O QUE EU PENSO SOBRE O RACISMO
Luciana Carrero*
No site Globo.com - há, hoje, uma notícia sobre um menino que não conseguiu se rematricular por causa do cabelo. O cabelo é afro. Só podia, porque ninguém implica com cabelos de outras etnias.
Eu vejo o racismo todo dia e toda hora, em todos os lugares em que ando. Vejo mais que as pessoas em geral, porque faço questão de manter minha mediunidade à flor da pele e percebo o jeito das pessoas ao interagirem com negros. Aparentemente estão normais. A verdade, porém, é bem outra. Percebo no olhar, na disposição do rosto, no riso, na mão, em tudo. Há um respeito mal dissimulado que transpira a preconceito e a discriminação. Há o requinte de discriminar pelo modo de olhar, que não se pode aquilatar nem invocar como discriminativo, porque é subjetivo. Então o preconceito e a discriminação só atingem eficácia formal quando aparecem juntos, na forma deliberadamente agressiva e verbalizada. A diretora da escola, se a notícia é verdadeira, agiu formalizando a discriminação e revelando o preconceito. O preconceito pode ser subjetivo e não incrimina o portador.

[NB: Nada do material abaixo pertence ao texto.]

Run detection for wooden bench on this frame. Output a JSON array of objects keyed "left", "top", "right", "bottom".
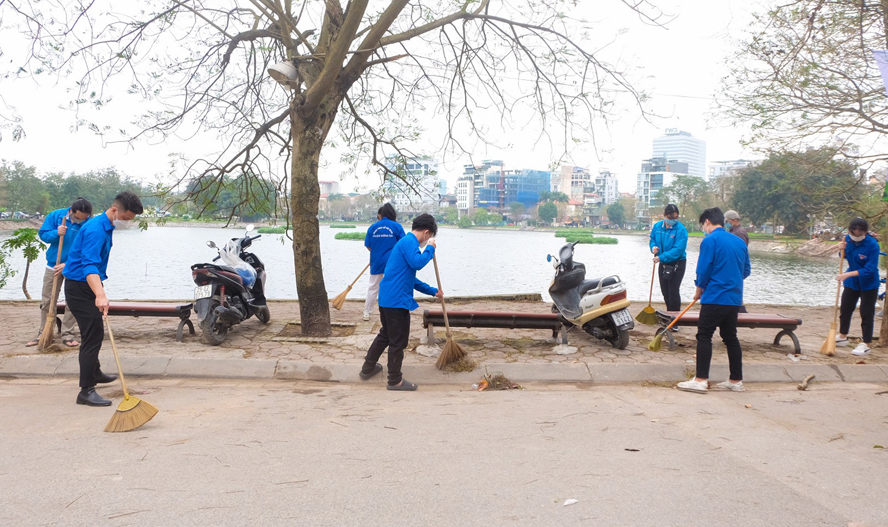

Mas, se for acrescido da discriminação, toma forma palpável e gera o crime que a lei prevê. Foi este o caso. Mas nunca se sabe se as notícias são verdadeiras. E a gente sempre fica por aí.
Mas eu vou lá nos comentários, para ver o que o povo diz. Nesta notícia, que não vou ofertar aqui o link porque não sou propagandista da Globo e nem ganho nada para isto, os comentários de 90% dos leitores é veladamente em desfavor ao menino e à sua mãe. E favorável à posição da escola, sob os mais estranhos argumentos. E sempre com o cuidado de não ofender à negritude diretamente, o que daria status de discriminação, no comentário. Ficam só numa espécie de preconceito meio que subentendido por quem o lê. E concluo que o brasileiro é mesmo racista. Só respeita aparentemente o negro, por causa da Lei. Não sei quanto tempo vai levar para que o negro seja respeitado como ser humano, em toda a sua amplitude. Este povo vem de uma história em que foi escravizado, tido como animal e, quando libertado, entregue à sua própria sorte sem nenhuma assistência social, à época. Não houve responsabilidade do Império e nem da República com o destino desta raça. As conquistas começaram a aparecer somente ao final do século XX. E parece que ninguém consegue aceitar a ascensão dos negros, que salta aos olhos a partir do governo Lula. Por isso nunca o preconceito esteve tão acentuado como agora. E, ao mesmo tempo, tão dissimulado, pelo temor à Lei. Como somente a discriminação leva ao conceito do crime, o preconceito vai agindo silenciosamente contra a raça negra, e fica naturalmente invisível e impune, porque não há lei que possa punir pensamento. Só se concretiza quando aparece na forma palpável de discriminação. Isto acontece em casos como este, em que o ser que detém o preconceito não consegue controlar sua raiva e a externa em forma de discriminação. Racismo, preconceito e discriminação não são a mesma coisa. São três situações diferentes. Oportunamente vou escrever sobre isto. Se conseguirmos frear a discriminação, já estaremos no bom caminho? Do ponto de vista legal, sim. Do ponto de vista cultural, é preciso um amadurecimento que passa pela educação, para atacar na raiz da erva daninha que é o preconceito. Mas não devemos nos iludir. O preconceito sempre existiu na humanidade, contra tudo e contra todos. Ele é pensamento. Jamais vai deixar de existir. Não há lei que regule pensamento.